Сочинения в трех томах. Том 1 (Парнов) - страница 31

— Когда вы хотите выступить? — с трудом поднимая пергаментные веки, спросил лама.

— Пусть люди немного передохнут и яки откормятся.

— Это разумно.

— Еще нам нужно возобновить запасы муки, риса и сушеного буйволиного мяса для погонщиков. Согласно королевскому предписанию мне разрешено…

— Я знаю, — кивнул монах. — Но наши амбары опустели, и вам придется немного подождать, пока подойдут первые караваны.

— Будем надеяться, что они не промедлят… Там, за перевалом, есть люди? Деревни? Монастыри? — Валенти едва сдерживал азарт искателя.

— Считайте, что ничего этого нет. Так будет лучше для вас. Возьмите поэтому как можно больше еды. Дорог вы, конечно, не знаете совсем?

— Преподобный Норбу Римпоче любезно согласился сопровождать нас.

— Сопровождать или вести?

— Разве это не одно и то же?

— Когда вы поймете, в чем разница, будет уже слишком поздно… Что вы знаете о долине?

— Все, о чем говорится в трудах его святейшества Третьего панчен-ламы и в учении «Калачакры», возглашенном Адишей. Кроме того, я подробно проанализировал работы европейских путешественников, Николая Рериха, в частности.

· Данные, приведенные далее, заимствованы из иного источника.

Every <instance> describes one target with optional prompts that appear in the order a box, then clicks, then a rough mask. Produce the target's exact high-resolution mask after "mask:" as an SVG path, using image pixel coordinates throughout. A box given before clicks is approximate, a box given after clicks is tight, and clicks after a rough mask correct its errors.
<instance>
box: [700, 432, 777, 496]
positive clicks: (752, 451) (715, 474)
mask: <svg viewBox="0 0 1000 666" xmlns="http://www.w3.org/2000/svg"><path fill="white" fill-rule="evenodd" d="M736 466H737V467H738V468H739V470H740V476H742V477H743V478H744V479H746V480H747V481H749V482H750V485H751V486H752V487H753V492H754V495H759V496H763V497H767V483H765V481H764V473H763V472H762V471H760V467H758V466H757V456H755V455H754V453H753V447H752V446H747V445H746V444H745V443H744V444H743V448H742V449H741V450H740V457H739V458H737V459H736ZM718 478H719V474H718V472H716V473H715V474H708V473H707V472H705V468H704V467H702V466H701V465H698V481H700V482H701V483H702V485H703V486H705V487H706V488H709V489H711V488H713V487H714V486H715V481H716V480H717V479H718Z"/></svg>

— Не знаю, — лама медленно покачал головой. — Но не очень полагайтесь на людскую молву… И вот вам мой совет: если надеетесь встретить рай, готовьтесь к аду.

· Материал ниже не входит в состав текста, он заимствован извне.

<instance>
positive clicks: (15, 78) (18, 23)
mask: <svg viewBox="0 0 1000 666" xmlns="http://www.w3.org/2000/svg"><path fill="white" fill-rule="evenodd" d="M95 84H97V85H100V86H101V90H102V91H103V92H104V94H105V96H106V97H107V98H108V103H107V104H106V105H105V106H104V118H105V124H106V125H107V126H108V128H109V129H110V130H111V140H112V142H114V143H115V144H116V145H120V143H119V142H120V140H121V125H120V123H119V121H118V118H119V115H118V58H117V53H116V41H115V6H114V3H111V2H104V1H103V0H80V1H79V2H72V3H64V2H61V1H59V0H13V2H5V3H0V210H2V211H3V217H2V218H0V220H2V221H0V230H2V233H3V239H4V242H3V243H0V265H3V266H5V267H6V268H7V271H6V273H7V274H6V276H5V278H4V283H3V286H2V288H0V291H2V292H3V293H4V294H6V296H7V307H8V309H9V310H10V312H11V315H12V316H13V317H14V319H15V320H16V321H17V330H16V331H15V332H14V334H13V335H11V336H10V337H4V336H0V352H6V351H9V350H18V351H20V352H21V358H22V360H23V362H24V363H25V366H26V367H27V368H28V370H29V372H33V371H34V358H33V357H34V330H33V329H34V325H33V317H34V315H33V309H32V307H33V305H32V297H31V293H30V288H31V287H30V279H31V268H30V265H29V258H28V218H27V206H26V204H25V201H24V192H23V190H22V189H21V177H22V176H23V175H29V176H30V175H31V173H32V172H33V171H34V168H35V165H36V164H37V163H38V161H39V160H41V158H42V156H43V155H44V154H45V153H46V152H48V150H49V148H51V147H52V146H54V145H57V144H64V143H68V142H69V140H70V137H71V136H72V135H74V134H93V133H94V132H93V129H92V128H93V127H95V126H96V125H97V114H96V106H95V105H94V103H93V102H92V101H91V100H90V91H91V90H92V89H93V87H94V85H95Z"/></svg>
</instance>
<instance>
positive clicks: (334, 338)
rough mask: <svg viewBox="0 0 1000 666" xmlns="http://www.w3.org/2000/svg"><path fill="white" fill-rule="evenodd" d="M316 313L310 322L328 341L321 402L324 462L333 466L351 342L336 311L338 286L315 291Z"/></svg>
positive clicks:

— Значит, вы не станете препятствовать? — не смея верить удаче, тихо спросил итальянец.

— Кто я, чтобы прервать цепь, где звено цепляется за звено? — с ощутимой горечью спросил лама. — И в каком месте следует разомкнуть кольца?

Невзирая на сухой воздух высокогорья, Валенти совершенно взмок от напряжения. Встреча с верховным и глубоко потрясла, и обрадовала его. Радость превозмогала усталость и начинающийся озноб, когда кожа то горит, как ошпаренная кипятком, то цепенеет от стужи.

Прощаясь с мудрецом, который не знал никаких языков, кроме родного, и даже не подозревал о действительных проблемах, раздирающих современное человечество, Валенти задержался взглядом на красочном свитке, где неистовый Данкан с насыщенными энергией, дыбом встающими волосами летел в золотом пламени и черном дыму. В нижней части иконы художник, наверное, никогда не видевший моря, изобразил синие волны. Из недр водной стихии вырывались три огненных снопа и расплывались на фоне зеленых взгорий четко очерченными грибообразными шапками. О подводных атомных взрывах безвестный богомаз не мог знать ни при каких обстоятельствах, тем не менее струи рвущегося из пучины огня, оттененные яростной белизной раскаленного пара, выглядели столь реалистично, что итальянец едва сдержал удивленный возглас. Поднятые клубами облачных шляпок, издевательски скалились повитые лентой огня алебастровые черепа. Мертвые кости холмом упирались в море пролитой крови, взбудораженное копытами скачущего козла. Казалось, что неистовый повелитель демонов готов слететь с окаймленного шелком свитка и, как всадник Апокалипсиса, пронестись над обреченной планетой. Но два ламы по бокам, в золотых плащах магов, ниспадающих гофрированными складками с плеч, загоняли тлетворный дух обратно в выбеленные костяки. С их жезлов, как с токарного резца, завиваясь стружкой, стекала неистощимая сила, пронизывающая все и вся, движущая стихиями, зажигающая светила.